Hunting down obscure GC bugs

It has been approximately a year since my copy-on-write work on the Ruby garbage collector was released in a form that’s suitable for production environments, namely in the form of Ruby Enterprise Edition. In the past half year its usage has grown dramatically, being adopted by, among others, New York Times, Shopify and 37signals.

However, there are a few reports of REE freezing after a while, and it seems to occur randomly. A few people have posted backtraces of the affected Ruby processes, and the backtrace always shows the function finalize_list. Sometimes the backtrace shows that the topmost function in the call stack is st_delete, and sometimes it does not.

Is there anything more frustrating to a programmer who wants to help, than not being able to reproduce the problem? I could not reproduce it at all, not on my development machine and not on any of our servers. The problem seems to be rare because otherwise a lot more people should have reported this. There’s only one way to combat this problem: the hard way, by performing a thorough code inspection. This is not an easy task because the garbage collector source file, gc.c, consists of 2945 lines. There are about 10 lines of non-API comments, of which 7 are written by myself. There are many idoms in the Ruby code base that are hard to read.

Let’s start at st_delete, located at st.c. st.c is an implementation of a hash table, used all over the place in the Ruby codebase, for example for storing instance variables in a class. The st_delete function is for – can you guess it – deleting an entry from a hash table. Can this function loop infinitely?

C
  1. int
  2. st_delete(table, key, value)
  3.     register st_table *table;
  4.     register st_data_t *key;
  5.     st_data_t *value;
  6. {
  7.     unsigned int hash_val;
  8.     st_table_entry *tmp;
  9.     register st_table_entry *ptr;
  10.  
  11.     hash_val = do_hash_bin(*key, table);
  12.     ptr = table->bins[hash_val];
  13.  
  14.     if (ptr == 0) {
  15.         if (value != 0) *value = 0;
  16.         return 0;
  17.     }
  18.  
  19.     if (EQUAL(table, *key, ptr->key)) {
  20.         table->bins[hash_val] = ptr->next;
  21.         table->num_entries–;
  22.         if (value != 0) *value = ptr->record;
  23.         *key = ptr->key;
  24.         free(ptr);
  25.         return 1;
  26.     }
  27.  
  28.     for(; ptr->next != 0; ptr = ptr->next) {
  29.         if (EQUAL(table, ptr->next->key, *key)) {
  30.             tmp = ptr->next;
  31.             ptr->next = ptr->next->next;
  32.             table->num_entries–;
  33.             if (value != 0) *value = tmp->record;
  34.             *key = tmp->key;
  35.             free(tmp);
  36.             return 1;
  37.         }
  38.     }
  39.  
  40.     return 0;
  41. }

There is at least one infinite looping candidate in this function: the for loop in the bottom part of the function. The only way in which the ‘for’ loop can be infinite is if the linked list that the hash bucket refers to has a circular reference.

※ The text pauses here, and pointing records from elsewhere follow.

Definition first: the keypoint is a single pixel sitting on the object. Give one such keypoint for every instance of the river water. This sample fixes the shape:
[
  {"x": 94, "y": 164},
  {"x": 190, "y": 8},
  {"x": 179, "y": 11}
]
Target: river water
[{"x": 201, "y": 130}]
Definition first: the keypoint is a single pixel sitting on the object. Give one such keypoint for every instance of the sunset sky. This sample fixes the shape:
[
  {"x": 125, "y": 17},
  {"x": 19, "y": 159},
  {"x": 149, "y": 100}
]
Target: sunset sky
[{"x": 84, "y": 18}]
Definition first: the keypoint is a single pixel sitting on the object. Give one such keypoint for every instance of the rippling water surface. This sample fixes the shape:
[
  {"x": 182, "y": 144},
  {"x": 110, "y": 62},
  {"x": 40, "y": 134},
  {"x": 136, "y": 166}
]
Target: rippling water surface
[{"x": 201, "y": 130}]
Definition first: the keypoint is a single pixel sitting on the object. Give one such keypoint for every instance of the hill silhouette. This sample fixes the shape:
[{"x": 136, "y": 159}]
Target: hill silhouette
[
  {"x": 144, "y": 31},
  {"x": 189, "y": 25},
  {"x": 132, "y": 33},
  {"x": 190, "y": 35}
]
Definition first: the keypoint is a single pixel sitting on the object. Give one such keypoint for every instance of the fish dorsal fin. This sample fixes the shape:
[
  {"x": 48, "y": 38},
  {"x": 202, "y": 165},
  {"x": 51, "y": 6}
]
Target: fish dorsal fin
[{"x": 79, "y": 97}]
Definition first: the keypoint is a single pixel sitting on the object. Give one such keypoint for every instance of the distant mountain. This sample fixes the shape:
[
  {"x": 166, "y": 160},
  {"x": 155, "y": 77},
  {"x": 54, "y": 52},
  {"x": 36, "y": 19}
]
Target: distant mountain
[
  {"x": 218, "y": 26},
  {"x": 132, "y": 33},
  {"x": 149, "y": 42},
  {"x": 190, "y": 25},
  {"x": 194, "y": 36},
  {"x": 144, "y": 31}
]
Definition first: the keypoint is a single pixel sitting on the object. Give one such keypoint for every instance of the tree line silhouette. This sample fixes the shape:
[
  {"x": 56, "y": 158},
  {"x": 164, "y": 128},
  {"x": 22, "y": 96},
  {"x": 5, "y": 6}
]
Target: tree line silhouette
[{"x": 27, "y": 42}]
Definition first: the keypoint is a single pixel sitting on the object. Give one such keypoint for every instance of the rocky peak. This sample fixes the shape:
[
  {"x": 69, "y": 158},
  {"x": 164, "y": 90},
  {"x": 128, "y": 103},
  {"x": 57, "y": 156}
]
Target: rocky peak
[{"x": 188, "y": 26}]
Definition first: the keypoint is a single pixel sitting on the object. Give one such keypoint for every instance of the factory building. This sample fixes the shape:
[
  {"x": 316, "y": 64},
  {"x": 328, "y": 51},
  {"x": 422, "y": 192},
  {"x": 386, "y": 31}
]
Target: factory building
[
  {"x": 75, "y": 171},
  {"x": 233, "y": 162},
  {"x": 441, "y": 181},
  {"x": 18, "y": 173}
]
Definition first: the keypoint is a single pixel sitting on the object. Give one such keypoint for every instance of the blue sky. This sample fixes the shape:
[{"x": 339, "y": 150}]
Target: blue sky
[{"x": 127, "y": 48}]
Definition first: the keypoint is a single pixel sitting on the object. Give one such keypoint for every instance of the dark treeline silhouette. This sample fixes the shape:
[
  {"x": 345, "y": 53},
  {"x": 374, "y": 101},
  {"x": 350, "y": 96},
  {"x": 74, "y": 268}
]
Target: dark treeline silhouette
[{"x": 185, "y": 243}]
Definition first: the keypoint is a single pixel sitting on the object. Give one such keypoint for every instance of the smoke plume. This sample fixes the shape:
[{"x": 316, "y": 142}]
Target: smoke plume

st_delete is called by run_final in gc.c. run_final runs all finalizers on a given object. Finalizers are pieces of codes that can be attached to an object. They are run some time after the garbage collector has freed an object. For example, socket objects have finalizers that close the underlying socket connection.

The run_final function looks like this:

C
  1. static void
  2. run_final(obj)
  3.     VALUE obj;
  4. {
  5.     long i;
  6.     int status, critical_save = rb_thread_critical;
  7.     VALUE args[3], table, objid;
  8.  
  9.     objid = rb_obj_id(obj);     /* make obj into id */
  10.     rb_thread_critical = Qtrue;
  11.     args[1] = 0;
  12.     args[2] = (VALUE)ruby_safe_level;
  13.     for (i=0; i<RARRAY(finalizers)->len; i++) {
  14.         args[0] = RARRAY(finalizers)->ptr[i];
  15.         if (!args[1]) args[1] = rb_ary_new3(1, objid);
  16.         rb_protect((VALUE(*)_((VALUE)))run_single_final, (VALUE)args, &status);
  17.     }
  18.     if (finalizer_table && st_delete(finalizer_table, (st_data_t*)&obj, &table)) {
  19.         for (i=0; i<RARRAY(table)->len; i++) {
  20.             VALUE final = RARRAY(table)->ptr[i];
  21.             args[0] = RARRAY(final)->ptr[1];
  22.             if (!args[1]) args[1] = rb_ary_new3(1, objid);
  23.             args[2] = FIX2INT(RARRAY(final)->ptr[0]);
  24.             rb_protect((VALUE(*)_((VALUE)))run_single_final, (VALUE)args, &status);
  25.         }
  26.     }
  27.     rb_thread_critical = critical_save;
  28. }

There are two loops in this function, and both will always terminate because RARRAY(...)->len is bounded.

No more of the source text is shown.